Defra has proposed making payments to farmers based on income foregone and costs incurred under ‘Tier 1’ of its proposed new agriculture scheme.
Tier 1 of the scheme is designed to be accessible to as many farmers as possible and would pay for good management of nutrients, pests, livestock and soil, as well as field margins, field cover and efficient water use.
Tiers 2 and 3 of the new scheme, which focus on locally-targeted environmental outcomes and landscape-scale land use change, are expected to be more complex to enter, with specialist support and advice needed to apply.
The department has also suggested it may adjust payment rates for Tier 1 over time to maximise participation in the scheme, which could lead to a situation where early adopters are penalised.

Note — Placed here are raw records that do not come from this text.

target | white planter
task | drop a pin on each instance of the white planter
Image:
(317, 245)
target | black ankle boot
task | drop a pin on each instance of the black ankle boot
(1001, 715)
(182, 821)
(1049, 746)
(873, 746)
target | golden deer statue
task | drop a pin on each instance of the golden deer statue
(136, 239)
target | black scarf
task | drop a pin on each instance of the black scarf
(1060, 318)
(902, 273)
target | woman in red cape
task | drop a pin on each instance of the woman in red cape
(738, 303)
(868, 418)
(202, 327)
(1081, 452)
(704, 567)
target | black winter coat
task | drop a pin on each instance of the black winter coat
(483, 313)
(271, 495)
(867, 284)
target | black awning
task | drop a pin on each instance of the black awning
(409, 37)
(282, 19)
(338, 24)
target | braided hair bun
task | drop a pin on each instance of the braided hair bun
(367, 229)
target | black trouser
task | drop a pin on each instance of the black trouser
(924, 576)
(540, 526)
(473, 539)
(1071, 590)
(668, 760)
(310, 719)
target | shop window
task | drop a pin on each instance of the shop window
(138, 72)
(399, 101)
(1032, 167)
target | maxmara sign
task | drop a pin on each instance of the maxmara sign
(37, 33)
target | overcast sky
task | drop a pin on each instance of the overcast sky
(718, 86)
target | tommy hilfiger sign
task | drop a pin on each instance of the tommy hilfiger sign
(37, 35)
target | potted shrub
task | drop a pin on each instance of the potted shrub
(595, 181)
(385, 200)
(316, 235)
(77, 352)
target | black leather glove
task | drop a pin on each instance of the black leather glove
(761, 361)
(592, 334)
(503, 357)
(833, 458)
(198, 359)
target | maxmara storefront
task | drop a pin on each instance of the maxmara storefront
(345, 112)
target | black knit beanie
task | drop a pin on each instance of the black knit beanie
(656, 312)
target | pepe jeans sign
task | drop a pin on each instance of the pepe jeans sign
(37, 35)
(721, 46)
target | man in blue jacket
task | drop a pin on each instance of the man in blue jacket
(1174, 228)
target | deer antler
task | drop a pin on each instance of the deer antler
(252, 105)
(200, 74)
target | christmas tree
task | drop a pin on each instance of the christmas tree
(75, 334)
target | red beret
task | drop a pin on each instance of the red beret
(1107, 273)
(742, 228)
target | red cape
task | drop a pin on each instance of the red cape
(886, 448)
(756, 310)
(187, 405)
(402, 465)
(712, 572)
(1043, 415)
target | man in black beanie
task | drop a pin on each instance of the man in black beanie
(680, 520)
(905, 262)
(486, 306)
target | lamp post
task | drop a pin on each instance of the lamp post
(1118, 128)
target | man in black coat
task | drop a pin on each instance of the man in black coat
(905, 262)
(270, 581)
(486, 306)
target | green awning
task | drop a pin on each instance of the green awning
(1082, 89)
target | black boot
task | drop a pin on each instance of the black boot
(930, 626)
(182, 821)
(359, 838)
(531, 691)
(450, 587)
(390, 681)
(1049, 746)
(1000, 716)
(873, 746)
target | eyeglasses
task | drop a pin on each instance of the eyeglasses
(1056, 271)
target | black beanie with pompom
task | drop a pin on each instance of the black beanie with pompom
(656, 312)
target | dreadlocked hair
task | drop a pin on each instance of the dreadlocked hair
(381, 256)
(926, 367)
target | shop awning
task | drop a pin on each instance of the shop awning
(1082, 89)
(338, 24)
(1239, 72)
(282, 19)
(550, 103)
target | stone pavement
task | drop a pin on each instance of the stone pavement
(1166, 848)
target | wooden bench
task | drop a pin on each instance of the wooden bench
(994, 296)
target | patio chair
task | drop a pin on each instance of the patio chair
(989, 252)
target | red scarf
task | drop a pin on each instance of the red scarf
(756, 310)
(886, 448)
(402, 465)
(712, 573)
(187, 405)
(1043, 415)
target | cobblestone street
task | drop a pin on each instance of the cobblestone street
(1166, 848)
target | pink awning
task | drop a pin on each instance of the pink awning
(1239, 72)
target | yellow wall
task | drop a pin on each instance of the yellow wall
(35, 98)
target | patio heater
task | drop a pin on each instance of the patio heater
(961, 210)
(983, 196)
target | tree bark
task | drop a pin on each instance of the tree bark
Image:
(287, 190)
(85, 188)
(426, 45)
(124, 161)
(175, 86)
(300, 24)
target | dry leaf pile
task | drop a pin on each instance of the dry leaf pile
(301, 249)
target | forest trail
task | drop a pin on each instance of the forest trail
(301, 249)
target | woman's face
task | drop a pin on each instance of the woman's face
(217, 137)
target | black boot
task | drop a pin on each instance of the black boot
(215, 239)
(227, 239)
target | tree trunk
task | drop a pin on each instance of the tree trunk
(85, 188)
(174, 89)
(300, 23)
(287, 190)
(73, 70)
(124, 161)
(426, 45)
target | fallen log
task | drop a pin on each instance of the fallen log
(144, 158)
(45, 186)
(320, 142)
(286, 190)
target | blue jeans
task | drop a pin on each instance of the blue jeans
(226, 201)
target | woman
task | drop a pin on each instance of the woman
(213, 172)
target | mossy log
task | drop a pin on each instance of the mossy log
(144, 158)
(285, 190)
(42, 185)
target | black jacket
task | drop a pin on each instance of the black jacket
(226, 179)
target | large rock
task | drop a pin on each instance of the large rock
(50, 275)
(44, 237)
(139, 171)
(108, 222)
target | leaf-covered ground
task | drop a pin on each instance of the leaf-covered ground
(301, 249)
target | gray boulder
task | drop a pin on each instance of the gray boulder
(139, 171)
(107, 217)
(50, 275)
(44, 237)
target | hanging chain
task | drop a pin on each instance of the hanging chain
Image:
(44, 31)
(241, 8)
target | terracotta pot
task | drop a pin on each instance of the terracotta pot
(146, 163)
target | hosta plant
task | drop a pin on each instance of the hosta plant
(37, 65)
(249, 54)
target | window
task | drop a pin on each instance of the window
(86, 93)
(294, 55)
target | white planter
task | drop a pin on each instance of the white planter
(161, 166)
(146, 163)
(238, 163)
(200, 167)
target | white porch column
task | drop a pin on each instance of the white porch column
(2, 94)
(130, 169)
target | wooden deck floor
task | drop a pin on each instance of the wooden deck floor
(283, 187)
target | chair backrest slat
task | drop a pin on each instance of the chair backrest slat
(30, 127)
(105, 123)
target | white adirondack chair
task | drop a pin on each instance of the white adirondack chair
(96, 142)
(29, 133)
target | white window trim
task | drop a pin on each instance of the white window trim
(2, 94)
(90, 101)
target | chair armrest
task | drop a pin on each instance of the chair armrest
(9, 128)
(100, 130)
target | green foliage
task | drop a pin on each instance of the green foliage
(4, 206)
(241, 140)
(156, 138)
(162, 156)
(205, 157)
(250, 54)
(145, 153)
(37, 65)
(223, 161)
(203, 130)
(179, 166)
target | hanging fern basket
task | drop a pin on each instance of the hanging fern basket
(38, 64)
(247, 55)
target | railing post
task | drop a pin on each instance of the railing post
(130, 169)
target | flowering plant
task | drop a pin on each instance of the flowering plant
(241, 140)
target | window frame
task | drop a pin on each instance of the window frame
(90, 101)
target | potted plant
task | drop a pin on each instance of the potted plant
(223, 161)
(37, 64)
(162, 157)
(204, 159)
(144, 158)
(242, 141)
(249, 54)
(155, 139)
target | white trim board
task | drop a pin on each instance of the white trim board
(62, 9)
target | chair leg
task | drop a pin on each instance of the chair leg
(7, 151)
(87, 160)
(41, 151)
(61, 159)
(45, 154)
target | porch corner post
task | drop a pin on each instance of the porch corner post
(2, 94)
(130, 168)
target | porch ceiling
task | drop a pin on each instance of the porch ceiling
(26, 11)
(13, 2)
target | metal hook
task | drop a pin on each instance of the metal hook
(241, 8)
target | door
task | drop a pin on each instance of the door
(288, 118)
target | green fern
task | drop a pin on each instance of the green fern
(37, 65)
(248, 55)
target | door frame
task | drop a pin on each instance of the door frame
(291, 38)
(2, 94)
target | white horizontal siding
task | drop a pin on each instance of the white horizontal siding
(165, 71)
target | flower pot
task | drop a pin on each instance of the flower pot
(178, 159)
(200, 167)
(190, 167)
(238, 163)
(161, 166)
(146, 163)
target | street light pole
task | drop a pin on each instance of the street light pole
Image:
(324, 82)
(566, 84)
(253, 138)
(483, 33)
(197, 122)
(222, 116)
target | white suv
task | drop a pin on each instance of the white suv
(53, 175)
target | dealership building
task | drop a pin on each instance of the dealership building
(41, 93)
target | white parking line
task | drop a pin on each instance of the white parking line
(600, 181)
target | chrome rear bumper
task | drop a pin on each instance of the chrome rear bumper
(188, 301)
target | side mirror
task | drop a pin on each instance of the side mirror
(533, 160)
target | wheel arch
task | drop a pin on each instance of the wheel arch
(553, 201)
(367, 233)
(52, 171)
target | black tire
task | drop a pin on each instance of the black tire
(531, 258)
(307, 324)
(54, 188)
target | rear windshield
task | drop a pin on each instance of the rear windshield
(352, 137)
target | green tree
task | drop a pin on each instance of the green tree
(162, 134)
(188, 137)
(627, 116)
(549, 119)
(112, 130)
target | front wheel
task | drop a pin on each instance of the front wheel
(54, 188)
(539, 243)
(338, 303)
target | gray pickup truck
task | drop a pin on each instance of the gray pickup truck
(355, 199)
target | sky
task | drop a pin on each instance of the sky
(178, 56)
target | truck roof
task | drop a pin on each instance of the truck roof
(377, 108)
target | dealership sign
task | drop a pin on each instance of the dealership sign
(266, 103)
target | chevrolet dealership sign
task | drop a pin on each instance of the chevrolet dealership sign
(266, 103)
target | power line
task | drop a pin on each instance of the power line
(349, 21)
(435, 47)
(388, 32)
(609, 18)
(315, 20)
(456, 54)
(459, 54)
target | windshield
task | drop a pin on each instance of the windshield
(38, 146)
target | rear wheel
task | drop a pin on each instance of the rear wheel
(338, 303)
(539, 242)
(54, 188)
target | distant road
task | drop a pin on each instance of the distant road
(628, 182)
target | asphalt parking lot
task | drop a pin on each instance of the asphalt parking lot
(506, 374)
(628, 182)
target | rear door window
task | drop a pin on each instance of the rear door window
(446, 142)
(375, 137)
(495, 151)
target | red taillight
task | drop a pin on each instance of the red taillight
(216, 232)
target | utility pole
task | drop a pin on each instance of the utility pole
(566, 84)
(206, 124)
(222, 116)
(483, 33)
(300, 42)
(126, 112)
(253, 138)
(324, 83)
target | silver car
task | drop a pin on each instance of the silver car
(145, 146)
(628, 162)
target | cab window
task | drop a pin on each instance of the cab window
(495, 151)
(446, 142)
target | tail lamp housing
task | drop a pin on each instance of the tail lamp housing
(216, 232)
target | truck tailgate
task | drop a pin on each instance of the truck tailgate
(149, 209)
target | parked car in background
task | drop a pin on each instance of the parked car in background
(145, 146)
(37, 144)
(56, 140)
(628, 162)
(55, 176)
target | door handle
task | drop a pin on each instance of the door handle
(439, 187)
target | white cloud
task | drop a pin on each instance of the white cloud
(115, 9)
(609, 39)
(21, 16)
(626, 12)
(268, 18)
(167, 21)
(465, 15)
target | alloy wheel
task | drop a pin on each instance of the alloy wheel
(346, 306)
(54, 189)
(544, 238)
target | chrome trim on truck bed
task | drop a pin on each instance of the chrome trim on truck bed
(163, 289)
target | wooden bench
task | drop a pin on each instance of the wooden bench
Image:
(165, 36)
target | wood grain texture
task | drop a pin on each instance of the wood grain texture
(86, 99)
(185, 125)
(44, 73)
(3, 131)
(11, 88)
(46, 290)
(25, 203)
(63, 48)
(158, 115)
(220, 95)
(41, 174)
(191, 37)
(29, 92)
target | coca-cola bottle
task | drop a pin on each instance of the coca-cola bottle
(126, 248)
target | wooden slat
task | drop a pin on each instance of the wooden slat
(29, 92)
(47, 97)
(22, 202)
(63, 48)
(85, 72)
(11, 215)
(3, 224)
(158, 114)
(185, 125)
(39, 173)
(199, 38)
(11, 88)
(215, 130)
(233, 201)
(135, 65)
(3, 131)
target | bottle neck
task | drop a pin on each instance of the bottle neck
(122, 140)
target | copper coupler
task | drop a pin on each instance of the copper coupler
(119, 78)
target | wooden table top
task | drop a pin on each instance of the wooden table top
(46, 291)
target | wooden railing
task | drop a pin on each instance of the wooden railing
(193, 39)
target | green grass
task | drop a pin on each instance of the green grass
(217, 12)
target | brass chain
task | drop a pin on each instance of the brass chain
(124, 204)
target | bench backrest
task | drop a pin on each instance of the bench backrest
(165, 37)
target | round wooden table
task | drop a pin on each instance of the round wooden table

The plans were revealed in a new ‘discussion document’ published by Defra today (February 25) on the Environmental Land Management Scheme (ELMS), though officials made clear views were being sought on both proposals.
Claire Robinson, countryside adviser at the NFU, said the union was calling on Government to change the way it measures income foregone to ensure farmers could be more fairly rewarded.
“We fully recognise the weaknesses of income foregone,” she said.
“It seems to have been ratcheted downwards every time the calculation is done, so we are exploring whether there is a different way for farmers to achieve fair reward or for incentives to be provided to participate so as many people as possible join the scheme.
“Currently, a lot of fixed costs are covered by the Basic Payment Scheme, but we are moving into a space where that is not covered, so it is reasonable to be saying we need to cover more than just gross margin plus the cost of delivery.
“It needs to look a bit wider than that. Otherwise your fixed costs and management costs get concentrated on a smaller area of farm which then has to make more money.”
Ms Robinson went on to point out upland and grassland farmers had seen their payments under Countryside Stewardship slashed to one third of what they received under HLS or ELS, because the payment calculations were done at a time when the livestock sectors were under pressure.